It’s my sad duty to report that N.Y. Times critic Manohla Dargis, always a thoughtful and delicious read, has more or less sided with the “where’s the beef?” critics of Steven Soderbergh‘s Che.

“Divided into two sections — once called The Argentine and Guerrilla — the now monosyllabically titled Che tracks the guerrilla leader over mountains and through his tactical successes in Cuba before moving on to his catastrophic bid to bring revolutionary socialism to Bolivia,” she writes. “The movie has been described as dialectical, but two parts do not a dialectic make: something meaningful has to happen between those parts.”
I’m shaking my head as we speak. “Something meaningful” does happen in Soderbergh’s film. It’s just that it’s spread evenly over the 257-minute length. The fact that it’s not ladled out in carefully shaped and timed payoffs (generally referred to as dramatic highpoints or “movie moments”) is what constitutes, for me, the profound plain-deal dignity of it.
The “something” that Manohla can’t see for the trees is that you’re genuinely, atmospherically there with Benicio del Toro’s Che Guevara and his scrappy jungle rats through all manner of thick and thin. The music in Soderbergh’s film is mostly low-key, but it builds into a symphony of often breathtaking realism that sinks in deeper and deeper the more you reflect upon it.
Fug it — I’m going to see Che again (for the third time) at the Saturday, 11.1.08 screening at the big Mann’s Chinese theatre (the one that’s been there since the 1920s) in Hollywood. And I’m buying the DVD.

Photo copied from David Poland’s 10.2.08 Hot Blog entry

“Throughout the movie Mr.
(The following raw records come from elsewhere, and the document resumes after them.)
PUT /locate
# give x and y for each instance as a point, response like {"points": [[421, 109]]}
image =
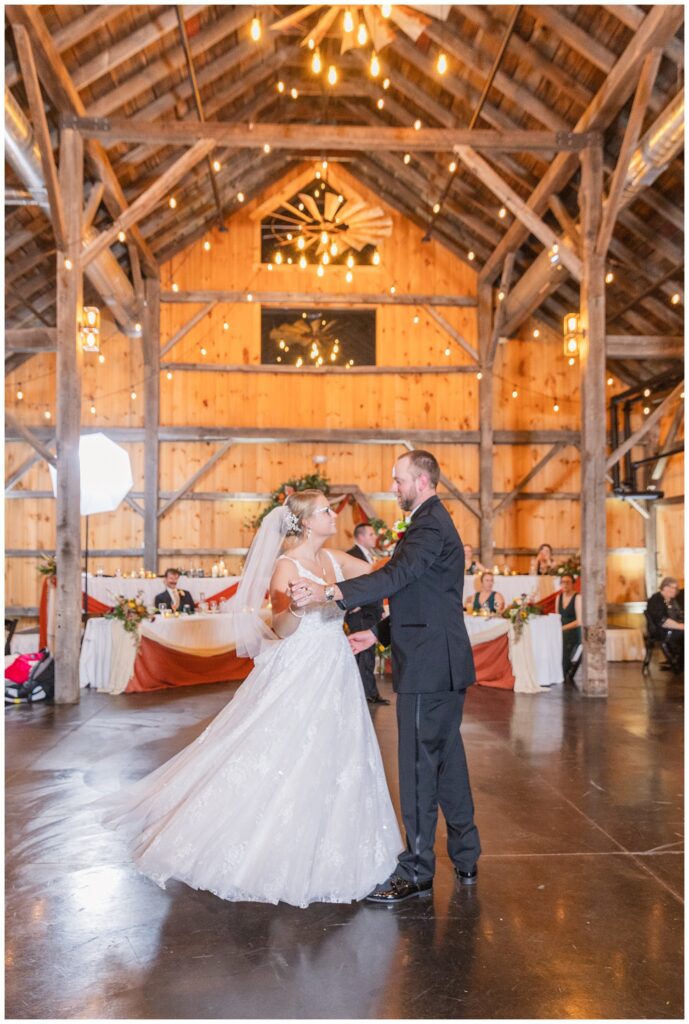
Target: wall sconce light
{"points": [[89, 329], [572, 335]]}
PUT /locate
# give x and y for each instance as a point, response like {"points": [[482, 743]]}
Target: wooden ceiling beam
{"points": [[305, 137], [54, 76], [659, 25], [97, 17]]}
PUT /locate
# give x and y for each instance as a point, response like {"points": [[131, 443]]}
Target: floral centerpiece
{"points": [[312, 481], [519, 612], [130, 611]]}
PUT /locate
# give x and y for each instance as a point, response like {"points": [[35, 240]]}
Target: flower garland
{"points": [[312, 481]]}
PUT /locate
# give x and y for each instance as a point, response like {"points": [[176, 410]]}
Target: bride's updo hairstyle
{"points": [[302, 505]]}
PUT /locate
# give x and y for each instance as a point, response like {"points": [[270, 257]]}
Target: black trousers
{"points": [[367, 664], [433, 771]]}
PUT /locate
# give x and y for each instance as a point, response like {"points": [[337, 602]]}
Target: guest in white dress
{"points": [[284, 797]]}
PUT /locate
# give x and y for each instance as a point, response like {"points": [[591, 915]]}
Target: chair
{"points": [[10, 627]]}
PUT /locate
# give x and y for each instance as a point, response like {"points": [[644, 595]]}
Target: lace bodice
{"points": [[320, 617]]}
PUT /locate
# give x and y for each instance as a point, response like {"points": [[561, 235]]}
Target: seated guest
{"points": [[544, 562], [363, 617], [665, 622], [172, 597], [486, 598], [471, 564], [568, 607]]}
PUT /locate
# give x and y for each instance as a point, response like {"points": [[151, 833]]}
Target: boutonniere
{"points": [[399, 528]]}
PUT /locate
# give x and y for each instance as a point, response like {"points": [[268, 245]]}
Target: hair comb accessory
{"points": [[291, 522]]}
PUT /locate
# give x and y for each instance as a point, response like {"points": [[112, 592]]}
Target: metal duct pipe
{"points": [[103, 272], [660, 144]]}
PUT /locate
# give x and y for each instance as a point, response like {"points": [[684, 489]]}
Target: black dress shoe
{"points": [[397, 890]]}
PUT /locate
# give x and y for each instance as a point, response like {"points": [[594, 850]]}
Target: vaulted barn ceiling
{"points": [[128, 60]]}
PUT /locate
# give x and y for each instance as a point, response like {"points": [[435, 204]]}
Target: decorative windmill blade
{"points": [[331, 205], [310, 205]]}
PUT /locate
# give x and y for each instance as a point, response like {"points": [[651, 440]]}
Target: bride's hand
{"points": [[305, 592], [361, 641]]}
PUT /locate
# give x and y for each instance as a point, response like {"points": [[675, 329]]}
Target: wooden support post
{"points": [[68, 516], [485, 432], [594, 544], [152, 403]]}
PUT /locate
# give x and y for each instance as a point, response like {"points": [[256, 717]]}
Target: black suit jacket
{"points": [[368, 614], [185, 600], [424, 582]]}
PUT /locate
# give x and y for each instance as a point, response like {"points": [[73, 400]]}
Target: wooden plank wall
{"points": [[536, 368]]}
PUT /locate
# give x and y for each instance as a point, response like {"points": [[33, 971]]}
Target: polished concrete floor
{"points": [[578, 912]]}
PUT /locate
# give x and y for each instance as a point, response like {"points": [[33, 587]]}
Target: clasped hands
{"points": [[304, 592]]}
Soderbergh mixes the wild beauty of his landscapes with images of Che heroically engaged in battle, thoughtfully scribbling and reading, and tending to ailing peasants and soldiers,” Dargis observes. “Che wins, Che loses, but Che remains the same in what plays like a procedural about a charismatic leader, impossible missions and the pleasures of work and camaraderie — Ocean’s Eleven with better cigars.
I love this part of her review, though:
“Like that glossy, glistening bauble of a film, Che seems to me very much a self-reflexive endeavor, a movie not just about two revolutionary campaigns, but also about the struggles — logistical, emotional, psychological — of moviemaking itself. (To push this analogy further, Mr. Soderbergh’s first feature, sex, lies, and videotape, is his Cuba — an act of youthful will and the spark that ignited a movement — while his second feature, a stubborn folly called Kafka, could have been his Bolivia.)
“Mr. Soderbergh cagily evades Che’s ugly side, notably his increasing commitment to violence and seemingly endless war, but the movie is without question political — even if it emphasizes romantic adventure over realpolitik — because, like all films, it is predicated on getting, spending and making money.”